In de jaren negentig was de in vlakke v-vorm boven het duingebied zwevende Blauwe Kiekendief een bekende verschijning op de Waddeneilanden. Ruim 90% van de Nederlandse broedpopulatie (110-120 paar) nestelde toen in de duingebieden van de eilanden. In 1940 werd het eerste broedpaar op Ameland gesignaleerd en in 1946 volgde Terschelling. Vanuit deze twee eilanden zijn waarschijnlijk ook de andere Nederlandse en Duitse eilanden door de Blauwe Kiekendief gekoloniseerd. Maar na de jaren negentig nam het aantal broedgevallen sterk af. In 2000 broedden nog 70 paren op de Nederlandse eilanden. In 2012 waren daar nog 11 van over. Op Ameland broeden al vier achtereenvolgende jaren geen Blauwe Kiekendieven meer. Alleen op Texel kunnen we deze karakteristieke roofvogel nog af en toe tegenkomen.
Populatiemodel
Sinds 2004 word uitgebreid onderzoek gedaan om de oorzaken van deze achteruitgang te achterhalen. De voedselecologie (voedselkeuze, prooiaanbod, foerageerhabitat) en demografie (broedsucces, overleving en dispersie) zijn daarbij de belangrijkste peilers.

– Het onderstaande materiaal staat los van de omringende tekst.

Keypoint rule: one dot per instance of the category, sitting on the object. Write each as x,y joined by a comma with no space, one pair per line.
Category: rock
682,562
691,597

Met behulp van een geïntegreerd populatiemodel zijn recentelijk alle beschikbare gegevens geanalyseerd. Hieruit blijkt dat de reproductie (het aantal uitgevlogen jongen per vrouwtje) niet afnam maar fluctueerde zonder duidelijke trend. Wel werd vastgesteld dat de overleving van juveniele vogels sterk afnam (van 65% naar 35%). Ook de overleving van volwassen vogels nam af van 82% naar 74%.
Muizen
De onderzoekers vermoeden dat vooral verslechtering van de voedselsituatie in en rond de broedgebieden buiten het broedseizoen een belangrijke oorzaak is van deze afgenomen overleving. Zo is opvallend dat de sterke afname van de konijnen in het duingebied samenvalt met het moment waarop de overleving van de Blauwe Kiekendieven begint af te nemen. Ook andere favoriete prooisoorten, als Noordse Woelmuizen en veldmuizen nemen in aantal af. Deze kleine knaagdieren komen vooral in vergraste duinvegetaties in hoge dichtheden voor. Uit onderzoek naar het foerageergedrag van jagende mannetjes blijkt dat dit ook het favoriete jachtterrein van de Blauwe Kiekendief is. Met name door te intensieve begrazing van de duingebieden op de eilanden staan deze biotopen onder druk. In open en kort gegraasde vegetaties zijn niet of nauwelijks muizen aanwezig.
Hazenbouten
De onderzoekers pleiten er voor om snel maatregelen te nemen die de voedselsituatie voor de Blauwe Kiekendief in en rond de broedgebieden verbeteren. Het beperken van de begrazing in duingebieden kan hieraan bijdragen. Kansrijk lijkt ook het specifiek inrichten van aangrenzend landbouwgebied. Door bijvoorbeeld overstaande gewassen kan het muizenaanbod in akkerpercelen toenemen. Daarnaast is het verbeteren van de voedselsituatie in het vroege voorjaar van belang. Dat zou de vestiging van jonge vogels op de eilanden kunnen bevorderen. In dit verband is een experiment op de Orkney-eilanden (Schotland) interessant. Daar nam het aantal broedende vrouwtjes toe na het aanbieden van hazenbouten en eendagskuikens voorafgaand aan het broedseizoen.
Bronnen:
Joint Monitoring Breeding Bird Group (JMBB), 2013. Breeding Birds in Trouble. Preparation of an action plan for proper management of threatened breeding birds in the Wadden Sea. CWSS-Wilhemshaven.
van Turnhout, C., Hallmann, C., de Boer, P., Dijksen, L., Klaassen, O., & Foppen, R., 2013. Lange termijn populatiedynamiek van de Blauwe Kiekendief op de Wadden: inzichten uit een geïntegreerd populatiemodel. Limosa 86: 31-42
Boer, P. De, and Olaf Klaassen, 2007. Minder blauw op de Wadden: achtergronden van de afname van Blauwe Kiekendieven op Ameland en Terschelling. Limosa 80.4 (2007): 129.